En 2011, Kim Ki-duk livrait un bouleversant voyage psychanalytique et mégalo. Arirang avait révélé un cinéaste perdu, dévoré par les incertitudes et épuisé par l'industrie cinématographique, d'abord loué puis conspué par la critique en l'espace de quelques années. Quelques mois plus tard, il revenait malgré tout avec Amen, au parcours international toutefois sans commune mesure avec les bobines précédentes du cinéaste. Pieta corrigera le tir, en signant un retour aux affaires vindicatif et habité, indubitablement inscrit dans la lignée du travail son auteur, tel un Bad Guy résurrecteur. Nulle surprise, dès lors, à voir le réalisateur embrasser à nouveau certains de ses thèmes de prédilection (rédemption, introspection au contact de l'autre), marqués par une brutalité, émotionnelle comme physique, plus épuisante que jamais.

Ici, un collecteur de dettes impitoyable (qui n'hésite pas à estropier les plus démunis à des fins d'assurance) croise le chemin d'une femme qui lui assure être sa mère. D'abord réfractaire à la persistance étouffante de la vieille femme, Kang-do se laissera peu à peu envahir par cette présence subie et son amour démesuré et démérité. La déshumanisation et le désespoir de protagonistes écrasés par le nihilisme rejaillit sur un décor industriel désert et maussade, jungle de tôle laissée en friche, et trouvent leur retentissement dans les actes et décisions des personnages, chaque lueur d'espoir se voyant instantanément atomisée avec une violence inouïe (en témoigne le tragique destin d'un malheureux petit lapin).

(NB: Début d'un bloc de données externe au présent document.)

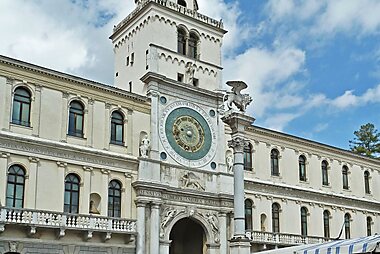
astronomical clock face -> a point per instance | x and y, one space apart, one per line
187 134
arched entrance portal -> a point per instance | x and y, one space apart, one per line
187 237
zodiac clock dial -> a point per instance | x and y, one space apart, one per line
187 134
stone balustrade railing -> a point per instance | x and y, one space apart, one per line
46 219
283 238
174 6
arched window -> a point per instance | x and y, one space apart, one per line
347 226
193 45
15 187
304 221
325 175
114 199
181 42
302 168
275 218
366 183
76 119
182 3
248 157
71 194
117 128
274 154
345 177
369 226
21 107
326 223
248 214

L'entrée en scène d'un personnage porteur d'espoir, d'amour et de compassion, si elle avait vocation à permettre au film d'amorcer un virage dans sa narration jusque-là figée, s'avèrera à l'origine de longueurs et maladresses appuyées, qui n'ébranleront pas outre mesure les familiers de Kim Ki-duk, dont les constructions métaphoriques font désormais figure d'incontournables. Moins qu'une allégorie maternelle ou que de non dits familiaux, c'est d'une société amorale dont il est question, érigée sur sa dépendance à l'argent et prête (ou réduite) à l'impensable pour l'assouvir. Un postulat sinistre, nourri par un parti-pris ne tolérant aucune espèce de concession, porté à l'écran jusqu'à l'excès et la disproportion. « Du Kim Ki-duk », assurément.